El demonio dbus esta iniciado.... tsss :S

----------

## lluisparcet

No tengo la solución al error porque a mi también me ha pasado siempre y no se solucionarlo.

Solo añadiré dos puntualizaciones:

Si ejecuto nautilus desde el terminal de gnome en el que me he hecho "root" con 

```
su
```

, aparece el error en cuestión y nautilus no se ejecuta.

Si ejecuto nautilus desde el terminal de gnome como usuario, se ejecuta normalmente sin ningún tipo de error.

Evidentemente, tengo el demonio dbus iniciado.
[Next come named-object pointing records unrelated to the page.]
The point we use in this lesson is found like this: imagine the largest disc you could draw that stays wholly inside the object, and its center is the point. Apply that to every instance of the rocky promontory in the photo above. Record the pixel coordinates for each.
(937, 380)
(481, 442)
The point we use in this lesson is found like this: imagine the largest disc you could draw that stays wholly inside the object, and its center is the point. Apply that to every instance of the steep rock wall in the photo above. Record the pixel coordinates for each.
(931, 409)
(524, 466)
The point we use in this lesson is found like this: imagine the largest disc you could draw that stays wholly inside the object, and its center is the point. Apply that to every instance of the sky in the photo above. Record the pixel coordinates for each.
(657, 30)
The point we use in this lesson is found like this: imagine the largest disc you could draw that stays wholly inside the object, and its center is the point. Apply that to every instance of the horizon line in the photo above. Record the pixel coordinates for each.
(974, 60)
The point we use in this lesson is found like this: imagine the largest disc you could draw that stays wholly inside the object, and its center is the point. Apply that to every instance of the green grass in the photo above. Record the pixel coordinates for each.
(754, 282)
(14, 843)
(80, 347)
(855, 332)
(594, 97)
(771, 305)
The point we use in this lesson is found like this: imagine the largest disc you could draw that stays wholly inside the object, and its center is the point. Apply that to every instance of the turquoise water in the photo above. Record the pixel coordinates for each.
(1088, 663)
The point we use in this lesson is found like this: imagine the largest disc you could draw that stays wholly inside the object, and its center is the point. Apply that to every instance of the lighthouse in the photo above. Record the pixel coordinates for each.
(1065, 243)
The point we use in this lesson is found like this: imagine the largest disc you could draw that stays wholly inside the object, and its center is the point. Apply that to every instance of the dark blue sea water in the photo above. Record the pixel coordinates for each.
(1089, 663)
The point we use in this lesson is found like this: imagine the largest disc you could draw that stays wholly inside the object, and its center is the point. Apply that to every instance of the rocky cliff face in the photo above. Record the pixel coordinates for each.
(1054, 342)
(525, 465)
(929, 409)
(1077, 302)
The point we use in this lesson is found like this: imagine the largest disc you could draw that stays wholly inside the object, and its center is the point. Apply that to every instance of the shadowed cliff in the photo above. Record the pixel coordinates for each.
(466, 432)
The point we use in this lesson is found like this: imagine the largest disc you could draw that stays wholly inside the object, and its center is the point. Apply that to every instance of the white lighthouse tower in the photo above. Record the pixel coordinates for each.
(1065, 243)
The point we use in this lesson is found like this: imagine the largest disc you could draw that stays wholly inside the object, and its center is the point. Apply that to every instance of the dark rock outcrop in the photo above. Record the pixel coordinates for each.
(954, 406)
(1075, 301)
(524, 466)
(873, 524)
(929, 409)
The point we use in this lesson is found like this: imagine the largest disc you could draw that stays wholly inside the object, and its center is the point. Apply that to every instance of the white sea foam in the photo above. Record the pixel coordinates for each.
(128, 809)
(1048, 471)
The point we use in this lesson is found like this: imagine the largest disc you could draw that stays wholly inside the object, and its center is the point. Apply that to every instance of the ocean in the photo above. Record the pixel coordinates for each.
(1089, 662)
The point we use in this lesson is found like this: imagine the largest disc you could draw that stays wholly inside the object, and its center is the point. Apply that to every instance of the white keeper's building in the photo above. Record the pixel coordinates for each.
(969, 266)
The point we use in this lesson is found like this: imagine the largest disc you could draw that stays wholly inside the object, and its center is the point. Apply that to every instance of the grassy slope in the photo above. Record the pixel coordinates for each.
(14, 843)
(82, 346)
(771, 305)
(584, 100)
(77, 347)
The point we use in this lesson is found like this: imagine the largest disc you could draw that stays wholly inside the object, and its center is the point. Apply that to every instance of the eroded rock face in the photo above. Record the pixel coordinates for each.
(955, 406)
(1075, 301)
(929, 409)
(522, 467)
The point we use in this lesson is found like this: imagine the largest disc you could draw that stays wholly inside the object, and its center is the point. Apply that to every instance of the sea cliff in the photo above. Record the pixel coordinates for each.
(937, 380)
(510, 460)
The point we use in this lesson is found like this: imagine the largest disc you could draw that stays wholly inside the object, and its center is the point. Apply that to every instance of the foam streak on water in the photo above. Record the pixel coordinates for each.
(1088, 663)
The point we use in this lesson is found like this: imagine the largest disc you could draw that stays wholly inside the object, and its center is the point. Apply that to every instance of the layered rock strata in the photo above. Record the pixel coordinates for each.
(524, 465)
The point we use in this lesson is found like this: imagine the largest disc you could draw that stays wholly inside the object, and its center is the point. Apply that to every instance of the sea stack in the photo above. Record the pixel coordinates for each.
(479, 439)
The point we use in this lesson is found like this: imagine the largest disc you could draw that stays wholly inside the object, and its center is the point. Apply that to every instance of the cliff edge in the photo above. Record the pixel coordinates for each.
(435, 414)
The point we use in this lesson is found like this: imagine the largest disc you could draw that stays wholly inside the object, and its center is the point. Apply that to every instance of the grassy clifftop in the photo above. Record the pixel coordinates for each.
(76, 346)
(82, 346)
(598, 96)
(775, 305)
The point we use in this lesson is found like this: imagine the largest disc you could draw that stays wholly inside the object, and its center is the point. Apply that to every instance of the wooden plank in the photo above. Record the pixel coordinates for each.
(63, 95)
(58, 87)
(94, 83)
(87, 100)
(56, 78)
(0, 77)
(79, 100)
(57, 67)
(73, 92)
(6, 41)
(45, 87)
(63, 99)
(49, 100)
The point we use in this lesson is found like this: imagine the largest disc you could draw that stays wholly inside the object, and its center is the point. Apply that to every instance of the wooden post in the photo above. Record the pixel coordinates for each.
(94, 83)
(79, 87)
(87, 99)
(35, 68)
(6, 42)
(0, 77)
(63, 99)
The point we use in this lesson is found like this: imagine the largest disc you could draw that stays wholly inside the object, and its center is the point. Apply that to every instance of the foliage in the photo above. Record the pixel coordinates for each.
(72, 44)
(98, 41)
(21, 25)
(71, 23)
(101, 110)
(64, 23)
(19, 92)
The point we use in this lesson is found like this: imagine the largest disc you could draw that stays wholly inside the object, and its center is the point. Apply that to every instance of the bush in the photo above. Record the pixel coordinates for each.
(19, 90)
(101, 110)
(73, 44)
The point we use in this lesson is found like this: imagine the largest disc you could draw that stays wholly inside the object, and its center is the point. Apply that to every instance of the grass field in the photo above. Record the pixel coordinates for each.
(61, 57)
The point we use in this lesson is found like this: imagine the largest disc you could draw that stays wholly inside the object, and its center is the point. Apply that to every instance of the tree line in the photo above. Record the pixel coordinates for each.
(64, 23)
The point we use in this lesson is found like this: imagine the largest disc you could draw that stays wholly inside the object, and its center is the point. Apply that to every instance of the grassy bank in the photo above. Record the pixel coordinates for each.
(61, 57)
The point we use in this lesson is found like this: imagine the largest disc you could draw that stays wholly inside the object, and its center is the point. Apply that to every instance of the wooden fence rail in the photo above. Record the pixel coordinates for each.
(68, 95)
A ver si alguien sabe cual es el problema.

Saludos cordiales.

----------

## agdg

Como root ejecuta su -, después podrás ejecutar nautilus o cualquier aplicación.

```
agd@agd-desktop $ su

Contraseña:

agd-desktop # nautilus

(nautilus:26123): EggSMClient-WARNING **: Failed to connect to the session manager: None of the authentication protocols specified are supported

(nautilus:26123): Eel-WARNING **: Error de GConf:

  Falló al contactar con el servidor de configuraciones; la causa más común es un demonio de sesión D-Bus mal configurado o faltante. Para obtener más información consulte http://projects.gnome.org/gconf/. (Detalles:  1: Falló al obtener la conexión con la sesión: La conexión está cerrada)

...

...

agd-desktop # su -

agd-desktop # nautilus

Initializing nautilus-dropbox 0.7.1

Initializing nautilus-gdu extension

...

...
```

Esto sucede porque cuando haces su, cambias tus privilegios por el usuario hacia el que logeas pero el entorno de la shell sigue siendo el mismo. Con su - lo que haces precisamente es cambiar no solo los privilegios sino el entorno shell al completo; del man de su:

```
OPTIONS

       The options which apply to the su command are:

       -c, --command COMMAND

           Specify a command that will be invoked by the shell using its -c.

       -, -l, --login

           Provide an environment similar to what the user would expect had

           the user logged in directly.

           When - is used, it must be specified as the last su option. The

           other forms (-l and --login) do not have this restriction.

...

...

```

----------

## DaRkaHT

ah pues muchas graciassss por la explicacion jeje. Saludossss.

----------

## lluisparcet

Efectivamente, solucionado y funciona de maravilla.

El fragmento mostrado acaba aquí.